テクノロジーライター、GマークパートナーショップAssistOn取締役。 スティーブ・ジョブズ、ビル・ゲイツ、スティーブ・ウォズニアックのインタビュー 記事をはじめ、IT、カメラ、写真、デザイン、自転車分野の文筆活動や、製品開発のアドバイスを行う。 主な著書、訳書に『成功する会社はなぜ「写真」を大事にするのか』(講談社現代ビジネ スブック)、『AppleDesign日本語版』(アクシスパブリッシング)、『スティーブ・ ジョブズの再臨」(毎日コミュニケーションズ)など。 最新刊「ルンバをつくった男コリン・アングル『共創力』」(小学館)。

特集

Pika、RunwayMLなど動画生成AIサービスを同一プロンプトで比較した結果。OpenAI Soraでも実際は膨大なガチャと後編集
  • Pika、RunwayMLなど動画生成AIサービスを同一プロンプトで比較した結果。OpenAI Soraでも実際は膨大なガチャと後編集
  • Pika、RunwayMLなど動画生成AIサービスを同一プロンプトで比較した結果。OpenAI Soraでも実際は膨大なガチャと後編集
  • Pika、RunwayMLなど動画生成AIサービスを同一プロンプトで比較した結果。OpenAI Soraでも実際は膨大なガチャと後編集

動画生成AIにまつわる最新の話題をお届けしている、この短期連載。今回は、(おそらく)世界中のAI動画クリエイターたちが使ってみたいと考えているOpenAIのSoraによる映像制作が、そんなに簡単なものではないという裏話と、複数の人気動画生成AIに同じプロンプトで動画を生成させて比較してみることで、読者の皆さんが自分でも試してみようと思い立ったときの参考にしていただこうという趣向です。


完成版の300倍もの動画生成を要したSora「Air Head」作例

今年の2月半ばにOpenAIが発表したSoraは、比較的シンプルなプロンプトから最長1分のリアルな映像を生成できることから大きな注目を集めました。

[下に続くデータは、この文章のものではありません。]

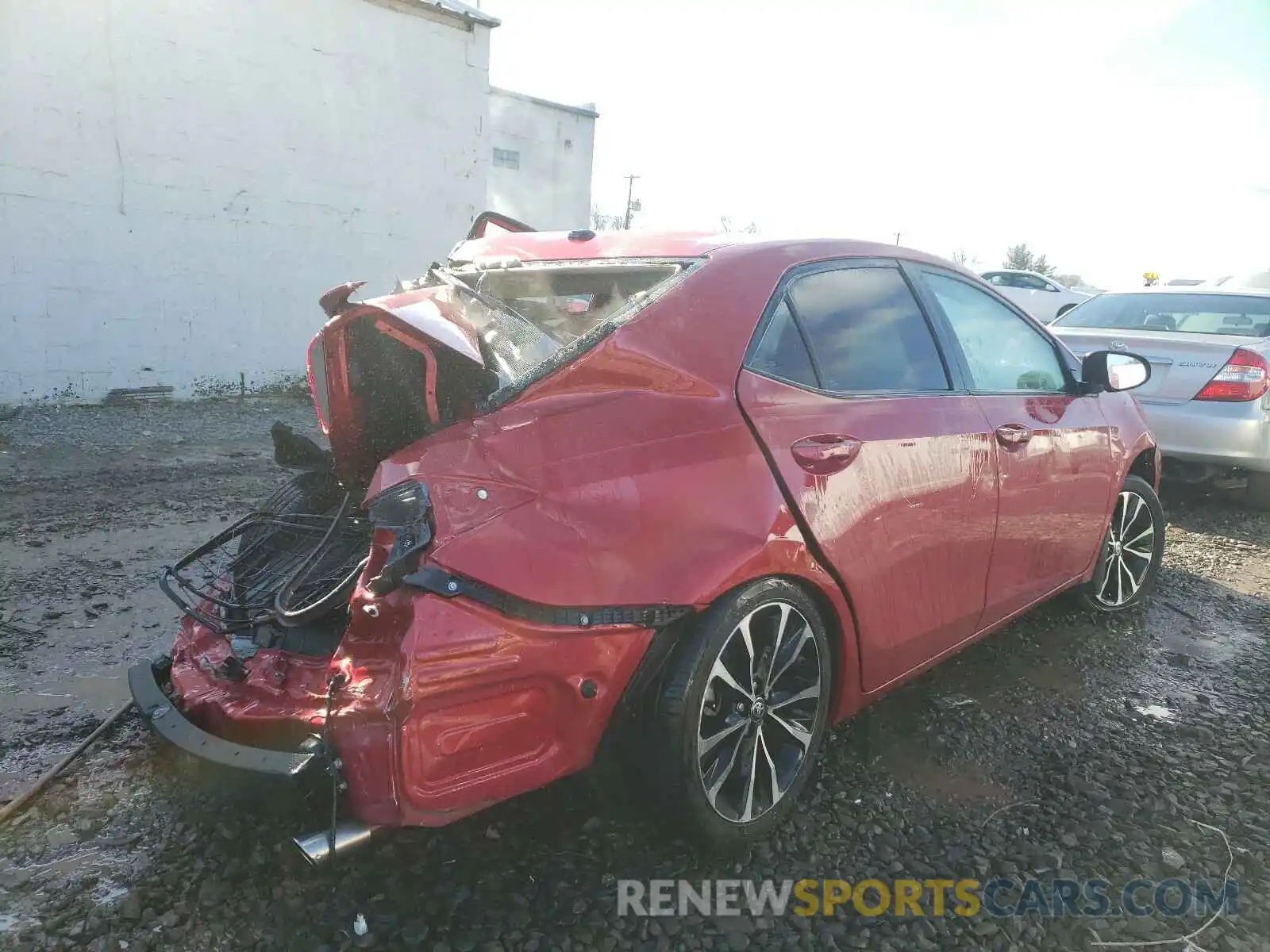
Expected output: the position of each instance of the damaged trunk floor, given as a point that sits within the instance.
(1060, 744)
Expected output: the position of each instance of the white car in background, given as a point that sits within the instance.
(1045, 298)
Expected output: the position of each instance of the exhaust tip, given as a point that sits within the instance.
(317, 847)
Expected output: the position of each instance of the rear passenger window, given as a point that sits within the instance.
(867, 332)
(781, 353)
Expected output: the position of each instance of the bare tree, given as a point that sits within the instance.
(725, 224)
(1022, 258)
(600, 221)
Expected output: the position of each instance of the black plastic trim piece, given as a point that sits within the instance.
(168, 723)
(431, 578)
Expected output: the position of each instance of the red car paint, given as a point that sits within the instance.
(654, 470)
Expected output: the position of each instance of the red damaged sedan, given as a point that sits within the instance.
(711, 497)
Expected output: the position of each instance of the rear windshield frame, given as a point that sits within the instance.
(1170, 304)
(586, 342)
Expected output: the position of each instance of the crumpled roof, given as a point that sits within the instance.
(460, 10)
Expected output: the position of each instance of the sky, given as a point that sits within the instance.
(1114, 136)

しかし、あまりのリアルさからフェイク動画なども作りやすくなってしまうため、OpenAIはその対策ができるまで一般ユーザーに開放するつもりはないとしています。

その一方で、報道によればOpenAIはハリウッドで商業映画制作にSoraを利用してもらうための協議を行なっているとされたり、つい先日には、Adobeが、年内にビデオ編集アプリのPremier Proの拡張機能として組み込むという発表を行ないました。

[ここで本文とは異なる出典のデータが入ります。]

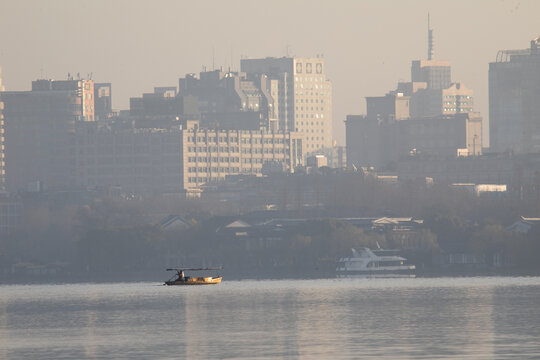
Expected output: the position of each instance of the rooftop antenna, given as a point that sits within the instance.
(213, 57)
(430, 40)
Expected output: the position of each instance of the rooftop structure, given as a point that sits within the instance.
(302, 96)
(514, 100)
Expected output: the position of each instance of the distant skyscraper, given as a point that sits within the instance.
(303, 94)
(2, 144)
(514, 100)
(103, 100)
(39, 126)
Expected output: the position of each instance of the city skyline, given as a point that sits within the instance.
(140, 51)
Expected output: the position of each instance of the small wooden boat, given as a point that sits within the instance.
(181, 279)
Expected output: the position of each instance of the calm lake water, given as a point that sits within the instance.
(435, 318)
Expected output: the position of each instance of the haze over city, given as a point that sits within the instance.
(367, 45)
(273, 180)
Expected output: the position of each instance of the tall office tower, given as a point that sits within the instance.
(435, 73)
(303, 96)
(103, 100)
(39, 128)
(514, 100)
(2, 145)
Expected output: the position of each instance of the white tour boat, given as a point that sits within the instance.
(377, 263)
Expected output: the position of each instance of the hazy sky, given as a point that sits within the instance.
(367, 45)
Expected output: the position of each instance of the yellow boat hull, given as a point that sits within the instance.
(196, 281)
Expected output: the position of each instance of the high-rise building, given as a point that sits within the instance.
(176, 160)
(39, 125)
(514, 100)
(103, 100)
(435, 73)
(2, 140)
(231, 100)
(303, 95)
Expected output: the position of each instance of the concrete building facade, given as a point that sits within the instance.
(145, 161)
(232, 99)
(514, 100)
(39, 125)
(2, 140)
(371, 142)
(303, 95)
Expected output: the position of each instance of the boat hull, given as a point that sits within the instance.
(196, 281)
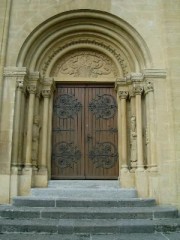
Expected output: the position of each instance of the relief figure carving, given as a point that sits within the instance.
(86, 64)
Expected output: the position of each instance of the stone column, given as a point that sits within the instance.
(3, 47)
(16, 132)
(150, 130)
(123, 96)
(46, 95)
(36, 130)
(32, 91)
(138, 92)
(47, 88)
(133, 134)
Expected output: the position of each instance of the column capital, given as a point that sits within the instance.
(155, 73)
(17, 72)
(46, 93)
(123, 94)
(148, 87)
(47, 87)
(32, 89)
(136, 77)
(138, 90)
(131, 93)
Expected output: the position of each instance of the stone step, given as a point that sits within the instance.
(89, 193)
(95, 226)
(83, 202)
(95, 184)
(88, 213)
(117, 236)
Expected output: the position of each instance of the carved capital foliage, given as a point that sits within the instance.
(95, 71)
(16, 72)
(138, 90)
(132, 93)
(46, 93)
(86, 63)
(136, 77)
(148, 87)
(21, 85)
(31, 89)
(123, 94)
(155, 73)
(47, 87)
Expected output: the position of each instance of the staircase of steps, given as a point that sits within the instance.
(86, 207)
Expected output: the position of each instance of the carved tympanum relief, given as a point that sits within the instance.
(85, 63)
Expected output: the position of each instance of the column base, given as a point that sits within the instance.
(127, 179)
(154, 185)
(14, 182)
(40, 178)
(25, 181)
(153, 168)
(140, 168)
(142, 183)
(4, 186)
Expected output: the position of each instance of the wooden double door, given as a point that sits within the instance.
(84, 138)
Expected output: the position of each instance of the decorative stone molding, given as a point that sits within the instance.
(33, 82)
(46, 93)
(47, 87)
(86, 63)
(18, 72)
(123, 94)
(88, 42)
(136, 77)
(32, 89)
(155, 73)
(148, 87)
(138, 90)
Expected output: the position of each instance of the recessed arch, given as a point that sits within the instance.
(79, 28)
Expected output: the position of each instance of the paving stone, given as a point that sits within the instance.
(172, 236)
(120, 236)
(131, 236)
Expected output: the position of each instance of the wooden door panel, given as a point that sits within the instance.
(101, 150)
(68, 133)
(84, 132)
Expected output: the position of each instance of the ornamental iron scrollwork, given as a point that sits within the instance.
(103, 106)
(66, 154)
(67, 106)
(104, 155)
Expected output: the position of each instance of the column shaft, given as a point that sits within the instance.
(45, 132)
(150, 126)
(29, 129)
(16, 134)
(124, 161)
(124, 133)
(139, 132)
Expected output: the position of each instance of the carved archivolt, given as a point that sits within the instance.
(86, 63)
(89, 54)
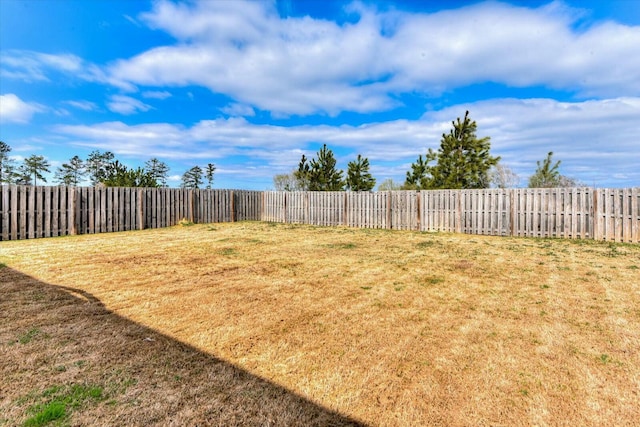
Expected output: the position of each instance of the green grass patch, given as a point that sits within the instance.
(227, 251)
(342, 246)
(57, 402)
(433, 280)
(27, 337)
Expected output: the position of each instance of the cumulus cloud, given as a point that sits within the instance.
(302, 65)
(15, 110)
(82, 105)
(592, 138)
(238, 110)
(35, 66)
(126, 105)
(156, 94)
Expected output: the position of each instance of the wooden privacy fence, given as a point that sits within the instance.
(28, 212)
(576, 213)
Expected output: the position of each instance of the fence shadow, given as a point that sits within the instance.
(57, 336)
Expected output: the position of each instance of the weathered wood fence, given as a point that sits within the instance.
(576, 213)
(33, 212)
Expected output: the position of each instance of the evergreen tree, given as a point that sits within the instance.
(119, 175)
(286, 182)
(323, 175)
(7, 167)
(192, 178)
(208, 173)
(389, 185)
(462, 161)
(358, 176)
(418, 177)
(501, 176)
(70, 173)
(97, 164)
(303, 174)
(547, 175)
(33, 167)
(158, 170)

こうした動きと並行して、OpenAIは一部の映像クリエイターにSoraを試用してもらい、その作品を積極的に公開しています。中でも僕が注目したのは、「パンクロック・ピクサー」の異名を持つshy kidsというカナダの映像プロダクションが制作した「Air Head」です。これは頭が黄色い風船で出来ている主人公が、自転車に乗ったり、サボテンだらけの通路を歩いたり、風に飛ばされた頭を胴体が追いかけるといった内容の、アイデアに満ちていてAI生成動画の可能性を示す1分21秒の小品でした。

ところが、4月半ばにfxguideというオンラインメディアがshy kidsを取材して、Soraの実際の使用感を語った”Actually Using SORA”という記事を掲載したのです。

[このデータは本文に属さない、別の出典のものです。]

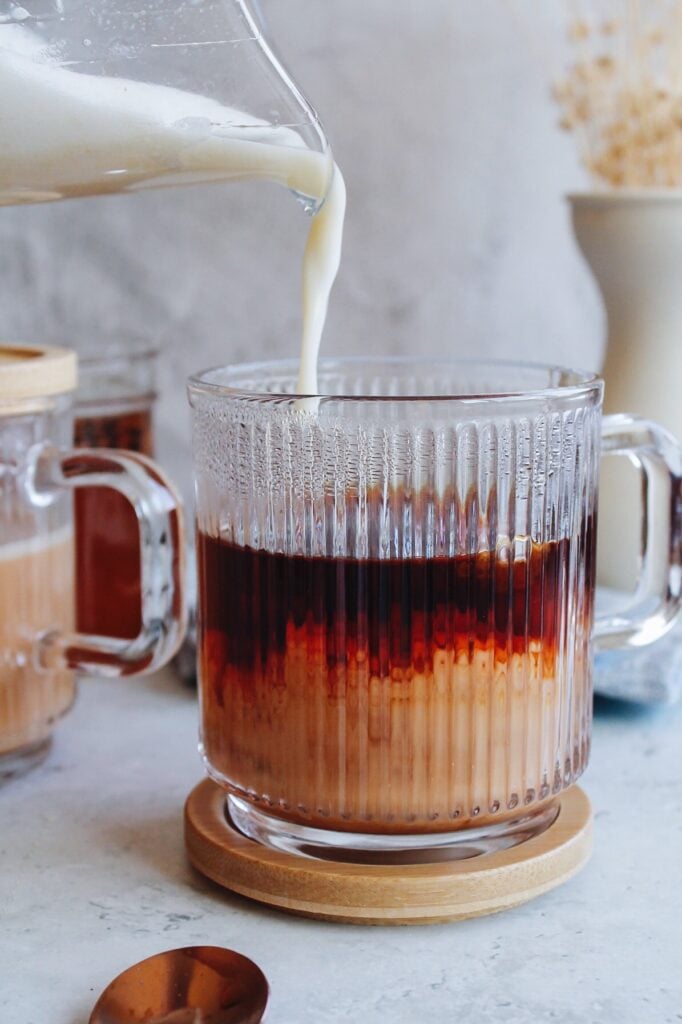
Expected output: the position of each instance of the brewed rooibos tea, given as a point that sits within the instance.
(109, 599)
(394, 695)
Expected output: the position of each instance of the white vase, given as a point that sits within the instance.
(632, 240)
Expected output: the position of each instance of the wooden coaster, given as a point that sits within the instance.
(414, 894)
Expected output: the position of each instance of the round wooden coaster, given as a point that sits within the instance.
(413, 894)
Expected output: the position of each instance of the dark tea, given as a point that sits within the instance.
(108, 555)
(414, 695)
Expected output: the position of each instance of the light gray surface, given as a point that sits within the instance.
(458, 238)
(93, 878)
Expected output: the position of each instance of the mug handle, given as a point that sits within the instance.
(159, 512)
(657, 599)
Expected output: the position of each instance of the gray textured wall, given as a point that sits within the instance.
(458, 239)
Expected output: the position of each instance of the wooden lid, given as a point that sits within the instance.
(34, 372)
(414, 894)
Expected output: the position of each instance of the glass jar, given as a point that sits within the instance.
(40, 647)
(114, 410)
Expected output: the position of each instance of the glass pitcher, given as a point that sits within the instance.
(113, 95)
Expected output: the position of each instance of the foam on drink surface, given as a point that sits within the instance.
(67, 134)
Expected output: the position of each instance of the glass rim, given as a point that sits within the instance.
(581, 382)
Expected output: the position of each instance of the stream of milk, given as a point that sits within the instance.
(68, 134)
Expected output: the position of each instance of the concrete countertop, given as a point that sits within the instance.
(93, 878)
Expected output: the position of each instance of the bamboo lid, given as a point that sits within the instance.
(29, 373)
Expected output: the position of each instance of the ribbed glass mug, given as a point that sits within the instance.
(396, 597)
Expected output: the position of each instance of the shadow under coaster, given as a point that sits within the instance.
(371, 894)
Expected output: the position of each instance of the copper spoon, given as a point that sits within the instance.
(196, 985)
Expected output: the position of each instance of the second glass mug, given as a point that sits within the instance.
(39, 471)
(396, 597)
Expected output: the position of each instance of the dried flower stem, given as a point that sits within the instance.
(623, 94)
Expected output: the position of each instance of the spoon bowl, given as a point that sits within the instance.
(195, 985)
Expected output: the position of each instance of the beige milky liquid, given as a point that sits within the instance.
(68, 134)
(36, 594)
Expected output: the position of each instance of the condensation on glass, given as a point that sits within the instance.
(396, 585)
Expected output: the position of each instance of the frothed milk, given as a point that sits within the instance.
(36, 594)
(69, 134)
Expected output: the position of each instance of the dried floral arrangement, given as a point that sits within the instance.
(622, 96)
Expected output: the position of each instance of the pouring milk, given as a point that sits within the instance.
(67, 130)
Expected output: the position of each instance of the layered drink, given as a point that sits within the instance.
(36, 596)
(396, 695)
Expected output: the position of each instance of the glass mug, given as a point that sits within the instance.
(396, 597)
(114, 410)
(39, 471)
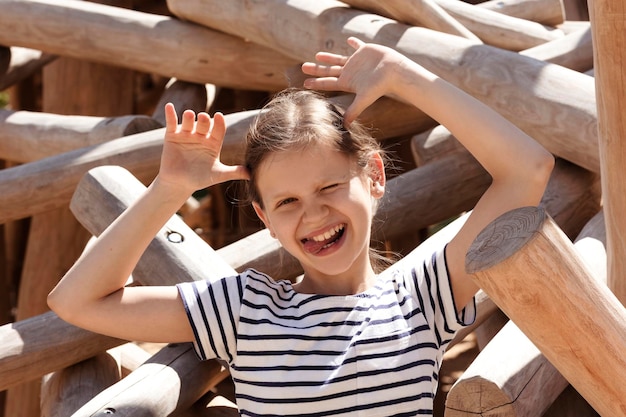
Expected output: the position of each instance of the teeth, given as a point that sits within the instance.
(327, 235)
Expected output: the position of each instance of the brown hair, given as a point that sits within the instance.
(296, 119)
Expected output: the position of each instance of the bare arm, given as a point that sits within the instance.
(92, 293)
(519, 166)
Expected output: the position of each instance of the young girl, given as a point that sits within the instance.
(344, 340)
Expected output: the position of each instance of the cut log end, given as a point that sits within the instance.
(503, 237)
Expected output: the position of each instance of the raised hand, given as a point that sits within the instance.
(368, 72)
(191, 151)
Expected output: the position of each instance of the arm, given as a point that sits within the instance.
(519, 166)
(92, 293)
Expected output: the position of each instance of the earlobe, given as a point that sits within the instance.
(261, 214)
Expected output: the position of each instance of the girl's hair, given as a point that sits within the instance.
(295, 119)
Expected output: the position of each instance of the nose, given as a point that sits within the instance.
(314, 211)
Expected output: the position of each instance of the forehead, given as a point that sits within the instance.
(293, 170)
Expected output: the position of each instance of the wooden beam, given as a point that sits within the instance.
(511, 376)
(49, 183)
(547, 12)
(608, 19)
(29, 136)
(532, 271)
(573, 51)
(500, 30)
(24, 62)
(426, 13)
(127, 38)
(554, 105)
(36, 346)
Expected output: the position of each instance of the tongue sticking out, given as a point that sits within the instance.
(312, 246)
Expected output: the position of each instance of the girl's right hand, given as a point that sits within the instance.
(191, 152)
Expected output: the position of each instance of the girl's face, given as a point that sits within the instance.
(318, 203)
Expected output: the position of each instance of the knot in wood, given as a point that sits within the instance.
(503, 237)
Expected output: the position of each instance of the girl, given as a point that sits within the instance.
(344, 340)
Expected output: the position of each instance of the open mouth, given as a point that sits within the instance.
(325, 240)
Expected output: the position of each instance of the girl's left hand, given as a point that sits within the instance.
(368, 72)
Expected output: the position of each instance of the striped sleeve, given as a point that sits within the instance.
(213, 311)
(434, 291)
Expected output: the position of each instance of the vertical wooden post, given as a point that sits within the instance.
(609, 34)
(56, 239)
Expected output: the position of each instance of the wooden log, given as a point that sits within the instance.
(49, 183)
(574, 51)
(24, 62)
(532, 271)
(184, 95)
(29, 136)
(34, 347)
(500, 30)
(554, 105)
(171, 381)
(609, 34)
(64, 392)
(111, 35)
(424, 13)
(511, 377)
(547, 12)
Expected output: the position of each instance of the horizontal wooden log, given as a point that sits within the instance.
(547, 12)
(424, 13)
(65, 391)
(574, 51)
(34, 347)
(532, 271)
(24, 62)
(554, 105)
(128, 38)
(498, 29)
(511, 376)
(29, 136)
(49, 183)
(171, 381)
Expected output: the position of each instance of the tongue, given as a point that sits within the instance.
(312, 246)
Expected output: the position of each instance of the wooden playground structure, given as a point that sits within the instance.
(82, 136)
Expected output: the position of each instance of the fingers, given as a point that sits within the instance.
(171, 119)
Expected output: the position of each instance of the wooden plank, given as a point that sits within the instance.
(511, 376)
(128, 38)
(29, 136)
(24, 62)
(424, 13)
(554, 105)
(36, 346)
(609, 34)
(547, 12)
(574, 51)
(500, 30)
(532, 271)
(49, 183)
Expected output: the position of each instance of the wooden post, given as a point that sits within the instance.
(131, 39)
(511, 376)
(532, 271)
(608, 19)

それによると、Soraも他の動画生成AIと同じく、どのような映像が生成されるかはスロットマシン(昨今の日本風にいえば、ガチャ)のようで、たとえば黄色い風船を指定しても赤くなったり、風船ではない頭が生えていたり、のっぺらぼうのはずの風船に顔のパーツの凹凸が付いたりと数多くのボツ映像が作られたそうです。そのため、ともかく生成数を増やして、少しでも使える箇所があれば、その部分を編集して使うことを心がけたそうです。

結果として、実際にSoraが生成した元動画は、完成版の300倍、つまり1分21秒×300=405分にもなったといいます。7時間近い分量です。Soraは、3~20秒の動画生成に10~20分ほどかかるため、まず、それだけの元動画を生成するだけでも膨大な時間を費やしたことになります。

さらに、カット自体は良くても風船の色が違っているような場合には、Adobe After Effectsなどを使ってコマごとに後処理を行なったこともあり、編集作業にもそれなりの時間がかかったのでした。

“Air Head”では、Soraの生成結果を意図に沿った映像に仕上げるために、かなりの後処理が加えられている。たとえば、このシーンでは、Soraが生成した赤い風船や本来はないはずの主人公の頭を、後処理によって処理することで、他のシーンとの整合性をとる必要があった。

実は、僕自身は、そうした事実を知っても、さほど驚きませんでした。また、そのことによってSoraの価値が貶められたとも考えていません。なぜなら、通常の実写作品でも編集時にボツになるカットはたくさんありますし、AIによる動画生成もChatGPTとの会話と同様に、答え一発で満足するのではなく、複数回のやり取りを経て洗練させていくものだからです。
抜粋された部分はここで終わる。